As imposing as all that is, the cost of government extends even beyond what Washington collects in taxes and the far greater amount it spends. Federal environmental, safety and health, and economic regulations and interventions affect the economy by hundreds of billions—even trillions—of dollars annually. This situation has been aggravated by COVID-19. Unlike on-budget spending, regulatory costs and burdens caused by government are largely obscured from public view and operate like a hidden tax. As the least disciplined aspect of government activity, regulation can be appealing to lawmakers. Budgetary pressures can incentivize lawmakers to impose off-budget regulations on the private sector rather than add to unpopular deficit spending. A government child care or job training initiative could involve either increasing government spending or imposing new regulations that require businesses to provide those benefits. Just as firms generally pass the costs of some taxes along to consumers, some regulatory compliance costs and mandates borne by businesses will percolate throughout the economy, finding their way into consumer prices and workers’ wages.

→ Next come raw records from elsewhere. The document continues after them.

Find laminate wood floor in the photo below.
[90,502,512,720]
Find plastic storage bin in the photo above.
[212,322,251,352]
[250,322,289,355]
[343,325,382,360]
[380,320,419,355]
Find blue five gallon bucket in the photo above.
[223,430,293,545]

When the U.S. federal administrative state began its growth a century ago, few likely imagined the tangle of rules it would yield and how those would envelop the economy and society. Over several decades, rules have accumulated year after year with little retrenchment. Over the past four years, there were some reversals in this regard, such as a slowdown in the issuing of new rules and some rollbacks of existing ones, but there remain reasons for concern.

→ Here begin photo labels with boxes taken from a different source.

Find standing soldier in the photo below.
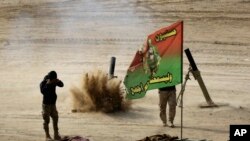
[40,71,63,140]
[159,86,177,128]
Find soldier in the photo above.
[40,71,63,140]
[159,86,177,128]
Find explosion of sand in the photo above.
[71,70,131,113]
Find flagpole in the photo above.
[177,67,192,141]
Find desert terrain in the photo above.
[0,0,250,141]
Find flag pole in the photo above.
[177,67,192,141]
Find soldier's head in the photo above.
[48,71,57,80]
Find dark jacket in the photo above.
[40,79,63,105]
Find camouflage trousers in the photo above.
[42,104,58,134]
[159,90,177,124]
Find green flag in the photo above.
[124,21,183,99]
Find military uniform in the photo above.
[40,71,64,140]
[159,86,177,127]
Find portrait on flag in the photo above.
[124,21,183,99]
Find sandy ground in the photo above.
[0,0,250,141]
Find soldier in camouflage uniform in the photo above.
[159,86,177,128]
[40,71,63,140]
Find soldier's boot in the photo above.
[44,124,52,141]
[53,117,61,140]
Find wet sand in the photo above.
[0,0,250,141]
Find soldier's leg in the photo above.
[51,105,61,140]
[159,91,167,126]
[168,91,177,127]
[42,104,51,139]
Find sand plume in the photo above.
[70,70,131,112]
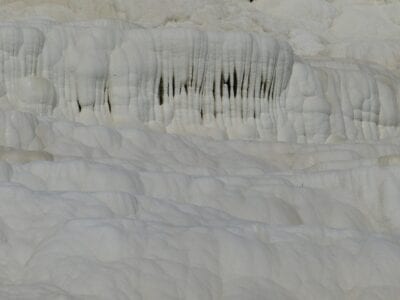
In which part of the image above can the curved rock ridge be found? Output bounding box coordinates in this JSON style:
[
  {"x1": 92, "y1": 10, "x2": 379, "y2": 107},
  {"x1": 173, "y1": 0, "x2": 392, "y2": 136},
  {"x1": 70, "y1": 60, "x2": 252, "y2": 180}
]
[{"x1": 0, "y1": 20, "x2": 400, "y2": 143}]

One of the Trump administration’s first directives was a memorandum to executive branch agencies titled “Regulatory Freeze Pending Review.” Presidents routinely take similar steps to review predecessors’ pending actions and prioritize their own. Biden proved no different, but he went further in singling out dozens of rules for review. Regulations published in the Federal Register with effective dates preceding Biden’s arrival would not be available to freeze but could still be overturned via Congress’ use of the Congressional Review Act. The Trump administration went further in issuing a series of actions related to general regulatory process reform, pursuing reform of the executive branch itself, and streamlining internal agency processes and timeliness of regulatory approvals. Some of Trump’s executive actions during his term went the other way by imposing burdens; among them were trade restrictions, anti-dumping, “buy American” agendas, and more. Nonetheless, the extensive executive actions aimed at liberalization were both broad-based and sector-specific to areas such as financial regulation, antiquities and national monuments, offshore resource access, education, health care, agricultural biotechnology, and more (see Box 1).

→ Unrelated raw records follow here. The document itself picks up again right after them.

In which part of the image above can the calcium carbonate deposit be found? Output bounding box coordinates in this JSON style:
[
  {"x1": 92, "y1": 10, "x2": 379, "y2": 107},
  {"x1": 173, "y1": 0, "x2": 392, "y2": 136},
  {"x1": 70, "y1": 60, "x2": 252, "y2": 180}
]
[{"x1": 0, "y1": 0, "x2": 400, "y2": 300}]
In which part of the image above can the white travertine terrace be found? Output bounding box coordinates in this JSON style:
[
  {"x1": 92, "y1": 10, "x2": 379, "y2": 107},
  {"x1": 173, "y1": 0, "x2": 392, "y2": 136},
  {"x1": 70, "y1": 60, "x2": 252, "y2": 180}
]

Since the federal government heavily influences society through regulation as well as spending, lawmakers should thoroughly track and disclose regulatory costs and perform periodic housecleaning. The limited cost–benefit analysis currently undertaken by agencies relies largely on agency self-reporting, covers only a fraction of rules, and omits vast categories of intervention. Regulators can be reluctant to acknowledge when a rule’s benefits do not justify its costs, particularly when explicitly encouraged to amplify benefits and downplay costs. In fact, one could and should expect agencies to devise new and suspect categories of benefits to justify rulemaking when so incentivized.
The regulatory impulse is largely driven by Congress’ longstanding delegation of its lawmaking power to executive branch regulatory agencies, and by its overbroad assumption of lawmaking power over citizens’ lives in the first instance. Addressing that situation effectively will require the restoration of Congress’ duties and confines under Article I of the Constitution rather than mere administrative law reforms. That change could take the form of requiring congressional votes on significant or controversial agency rules before they become binding. Getting lawmakers on the record as supporting or opposing specific rules would help reestablish congressional accountability and affirm a principle of “no regulation without representation.”
Federal regulatory transparency report cards, similar to the presentation in Ten Thousand Commandments, could be issued each year to distill information for the public and policy makers about the scope of the regulatory state. Scattered government and private data exist on the number of regulations issued by agencies and their costs and effects. Improving and compiling some of that information can shed light on the scope of the federal regulatory enterprise. That goal is central to the annual Ten Thousand Commandments report.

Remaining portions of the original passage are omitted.